By 1915, the first 10 volumes had been published and 175 subscriptions sold. Curtis had underestimated the costs and time needed to complete the 20 volumes and was having difficulty managing the entire process. In 1913, J.P. Morgan unexpectedly died. The Morgan family continued to support the publication with additional investors and created The North American Indian, Inc., Corporation to take over the publication management from Curtis. Also, Curtis revised the estimated number of sets to be published to 300.
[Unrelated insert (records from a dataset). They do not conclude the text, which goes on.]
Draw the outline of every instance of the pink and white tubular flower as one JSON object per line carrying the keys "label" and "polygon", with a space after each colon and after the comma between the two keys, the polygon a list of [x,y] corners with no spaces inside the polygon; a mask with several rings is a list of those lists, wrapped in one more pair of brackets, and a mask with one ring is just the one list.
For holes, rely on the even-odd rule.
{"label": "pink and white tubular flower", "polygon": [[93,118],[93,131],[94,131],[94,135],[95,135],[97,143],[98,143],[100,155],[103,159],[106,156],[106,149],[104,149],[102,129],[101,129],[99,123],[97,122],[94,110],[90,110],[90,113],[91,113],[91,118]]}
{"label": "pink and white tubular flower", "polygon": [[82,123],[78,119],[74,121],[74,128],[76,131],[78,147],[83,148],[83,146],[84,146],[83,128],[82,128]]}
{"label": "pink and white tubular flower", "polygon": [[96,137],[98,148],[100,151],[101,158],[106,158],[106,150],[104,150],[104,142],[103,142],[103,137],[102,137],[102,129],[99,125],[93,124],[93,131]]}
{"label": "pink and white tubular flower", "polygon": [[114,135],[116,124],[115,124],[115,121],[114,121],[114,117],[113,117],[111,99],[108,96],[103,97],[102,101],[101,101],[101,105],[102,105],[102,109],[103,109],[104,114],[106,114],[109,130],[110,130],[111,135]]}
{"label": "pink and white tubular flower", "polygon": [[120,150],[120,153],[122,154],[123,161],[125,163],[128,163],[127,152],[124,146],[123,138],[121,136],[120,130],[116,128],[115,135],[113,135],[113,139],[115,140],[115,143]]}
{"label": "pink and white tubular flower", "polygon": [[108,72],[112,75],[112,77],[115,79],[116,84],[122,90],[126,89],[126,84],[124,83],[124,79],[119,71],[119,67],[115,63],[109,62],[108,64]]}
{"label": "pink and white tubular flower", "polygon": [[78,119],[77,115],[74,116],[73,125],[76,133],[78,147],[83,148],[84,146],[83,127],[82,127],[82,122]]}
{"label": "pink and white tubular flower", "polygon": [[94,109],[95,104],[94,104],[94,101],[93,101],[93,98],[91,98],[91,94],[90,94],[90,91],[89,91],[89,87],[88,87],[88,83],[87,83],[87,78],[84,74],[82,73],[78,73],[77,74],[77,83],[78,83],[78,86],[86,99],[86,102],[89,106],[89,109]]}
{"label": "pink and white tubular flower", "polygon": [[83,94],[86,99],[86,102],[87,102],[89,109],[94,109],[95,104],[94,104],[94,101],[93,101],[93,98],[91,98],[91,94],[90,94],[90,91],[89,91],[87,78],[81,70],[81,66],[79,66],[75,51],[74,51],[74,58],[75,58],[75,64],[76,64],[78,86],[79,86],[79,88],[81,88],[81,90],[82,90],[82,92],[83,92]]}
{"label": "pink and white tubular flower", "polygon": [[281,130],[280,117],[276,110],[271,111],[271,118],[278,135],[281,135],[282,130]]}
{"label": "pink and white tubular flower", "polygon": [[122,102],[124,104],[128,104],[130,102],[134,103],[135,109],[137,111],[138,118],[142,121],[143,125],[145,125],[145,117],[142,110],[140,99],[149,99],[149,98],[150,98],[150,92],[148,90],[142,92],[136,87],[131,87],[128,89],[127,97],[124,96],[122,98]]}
During World War I and the 1920’s, sales lagged to only 35 sets and were impacted later by the Depression. In 1935, the Morgan family then disbanded the corporation and sold the remaining stock of 14 bound sets and many unbound text and plates to Charles Lauriat Books of Boston for $1,000. Over the entire production run it is estimated that only 238 sets had been sold by 1935. Lauriat created a variant binding for an additional 30 to 50 sets. Lauriat continued to sell the bound sets at a reduced price, and the unbound plates from the volumes and the portfolio into the 1960’s. (The above information is from the Curtis Legacy Foundation)
Provenance This image was from the library of the late Dr. G. Warren Smith (1941-2021) of Pennsylvania. He had a long career as university professor and administrator, and was a collector of over 6,000 books, maps, illustrations, and artifacts relating to the Arctic, Alaska, and Pacific Northwest.